Nella Cappella del Battistero, la decorazione raffigurante il Battesimo è attribuita a Donatello.
Cappella della Madonna del Conforto:
Madonna del Conforto:
Nell'ambulacro di sinistra, sulla parete laterale, vi è una terracotta invetriata di Andrea della Robbia e bottega raffigurante Maria in trono col Bambino fra i Santi Donato, Maddalena, Apollonia e Bernardino da Siena e Dio Padre, risalente al 1493 ca. la sua predella è formata da tre bassorilievi anch'essi in terracotta, raffiguranti, da sinistra: la Comunione di Santa Maria Maddalena, la Natività di Gesù, il Martirio di Santa Apollonia.
Usciti dal Duomo scendiamo lungo Via Cesalpino e incontriamo ciò che più ci è caro: la casa in cui visse Guido d'Arezzo, inventore dei nomi delle note musicali:
E poi la casa di Pietro Aretino:
Percorrendo le vie dell'Arezzo antica,
Arriviamo alla CHIESA DI SAN FRANCESCO, che custodisce uno dei tesori assoluti della Storia dell'Arte Italiana: Le Storie della Vera Croce di Piero della Francesca: per visitare questa meraviglia occorre munirsi di Biglietto: 8,00 euro intero; 4,00 euro ridotto studenti; 2,00 euro bambini.

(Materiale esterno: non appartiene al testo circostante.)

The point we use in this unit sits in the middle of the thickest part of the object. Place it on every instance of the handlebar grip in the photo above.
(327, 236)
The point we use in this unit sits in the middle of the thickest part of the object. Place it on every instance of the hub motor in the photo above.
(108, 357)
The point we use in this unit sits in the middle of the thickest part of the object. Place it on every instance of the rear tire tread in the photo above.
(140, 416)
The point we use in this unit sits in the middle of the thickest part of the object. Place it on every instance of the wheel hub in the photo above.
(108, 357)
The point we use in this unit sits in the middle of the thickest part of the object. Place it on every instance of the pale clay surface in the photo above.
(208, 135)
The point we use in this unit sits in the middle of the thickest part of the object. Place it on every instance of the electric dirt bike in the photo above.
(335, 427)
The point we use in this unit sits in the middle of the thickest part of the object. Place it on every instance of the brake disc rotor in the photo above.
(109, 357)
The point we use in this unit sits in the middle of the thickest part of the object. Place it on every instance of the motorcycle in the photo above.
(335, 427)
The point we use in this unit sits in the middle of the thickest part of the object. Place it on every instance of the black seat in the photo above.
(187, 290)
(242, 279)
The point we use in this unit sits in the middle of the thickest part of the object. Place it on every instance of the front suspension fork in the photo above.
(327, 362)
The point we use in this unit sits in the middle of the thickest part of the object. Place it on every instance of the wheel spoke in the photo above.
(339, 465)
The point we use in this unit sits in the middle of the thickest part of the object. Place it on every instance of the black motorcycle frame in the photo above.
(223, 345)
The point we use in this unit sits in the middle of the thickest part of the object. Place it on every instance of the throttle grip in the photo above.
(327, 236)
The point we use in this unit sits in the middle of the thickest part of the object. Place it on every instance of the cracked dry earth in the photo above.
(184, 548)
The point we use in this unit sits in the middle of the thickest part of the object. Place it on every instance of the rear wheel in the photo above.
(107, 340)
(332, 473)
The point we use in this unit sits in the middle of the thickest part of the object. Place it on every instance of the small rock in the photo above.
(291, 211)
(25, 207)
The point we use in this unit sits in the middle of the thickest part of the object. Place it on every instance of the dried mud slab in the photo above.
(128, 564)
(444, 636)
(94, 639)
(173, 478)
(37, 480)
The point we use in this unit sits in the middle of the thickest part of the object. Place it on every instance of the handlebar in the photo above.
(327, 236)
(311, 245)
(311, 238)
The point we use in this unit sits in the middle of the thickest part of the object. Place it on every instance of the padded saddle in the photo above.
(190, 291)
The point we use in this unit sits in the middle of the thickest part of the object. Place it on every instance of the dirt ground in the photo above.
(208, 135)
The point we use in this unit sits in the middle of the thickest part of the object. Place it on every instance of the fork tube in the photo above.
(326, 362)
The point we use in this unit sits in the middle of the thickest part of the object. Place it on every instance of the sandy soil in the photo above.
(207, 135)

Gli affreschi sono posti su tre livelli sulle pareti laterali e sul
fondo, senza alcuna intelaiatura architettonica. Le storie della Vera
Croce sono narrate dagli avvenimenti della Genesi fino all'anno 628, quando il santo Crocifisso, dopo essere stato rubato, venne riportato a Gerusalemme. Le fonti delle Storie sono la Bibbia e la Legenda Aurea di Jacopo da Varagine, raccolta di agiografie estremamente popolare nel Medioevo e nel Rinascimento, scritta dal vescovo ligure tra il 1224 e 1250.
Egli non si curò dell'andamento cronologico, privilegiando un
criterio meramente estetico-formale, che creasse effetti di simmetria,
senza per questo impedire rispondenze filosofico-teologiche tra scene
che si fronteggiano. In alto ad esempio, sia nella parete sinistra che
in quella di destra è rappresentata una scena all'aperto, mentre nel
registro mediano si trovano due scene di corte su sfondo architettonico,
e, in basso, due battaglie.
Nella Chiesa, c'è un crocifisso che ricorda quello che abbiamo visto poco prima di Cimabue. E' infatti opera di un suo allievo:
Abbiamo poi passeggiato senza meta per raggiungere Piazza Grande, dove la visione dell'insieme è stata rovinata da un mercatino in fase di smantellamento.